Loose

Chris Burroughs

par Francois Branchon le 27/10/2000

Note: 8.0    
Morceaux qui Tuent
A blessing and a curse
The hottest day in the hottest year
The only way we know


Le type (derrière son manche de guitare depuis plus de vingt ans) vient de Tucson-Arizona, un coin où éclosent parfois des musiques chaudes, terriennes, d'espaces (la galaxie Calexico), et bosse à Los Angeles, sillonnant dans sa vieille caisse les routes qui les relient. Californie, Nevada, Nouveau Mexique, Arizona... Chris Burroughs a vu depuis son volant défiler pas mal de paysages de ce grand Ouest américain et dû s'imaginer dans les road movies cultes tournés dans le secteur (du "Zabriskie Point" du Désert de la Mort d'Antonioni au "Paris-Texas" de Wenders).
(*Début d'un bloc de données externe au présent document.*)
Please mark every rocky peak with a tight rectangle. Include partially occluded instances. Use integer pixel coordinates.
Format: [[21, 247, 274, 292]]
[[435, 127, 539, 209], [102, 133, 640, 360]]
Il a noirci des carnets de route, fixé des émotions en tous genres, et restitué le tout dans ses chansons. Pas étonnant si, de trajets solitaires en motels de passage, elles sonnent vrai. Si la musique de Calexico reflète les bouquins de Cormac McCarthy, l'attraction du sud mexicain et les pistes caillouteuses pour chevaux, celle de Chris Burroughs est plus directement américaine et carrée, à la manière de Green On Red ou de Terry Lee Hale. Les écouter plonge pile dans les décors de "Written in the west", l'album de photos que Wim Wenders a tiré de ses repérages pour "Paris-Texas" : routes droites, poteaux télégraphiques de guingois et arbres de Josua, cabanons de bois et drive-in rose bonbon jalonnent l'itinéraire. Voix demi-brisée, guitare acoustique ou électrique inséparable, Burroughs est soutenu par un duo rythmique basse-batterie discrètement en retrait et quelques pigistes occasionnels (orgue, accordéon, piano ou backing vocaux). "Loose", quatrième album, est la trace sonore d'un hobo dans l'Amérique d'aujourd'hui, sans le romantisme d'autrefois, de motels anonymes à poivrots et serveuses fatiguées ("A blessing and a curse") en grands espaces (le moite et nonchalent "The hottest day in the hottest year", "The only way we know"), constat désabusé de l'état de cet Ouest américain d'où la civilisation est déjà repartie, laissant la nature et la végétation reprendre ses droits sur les carcasses de stations services abandonnées.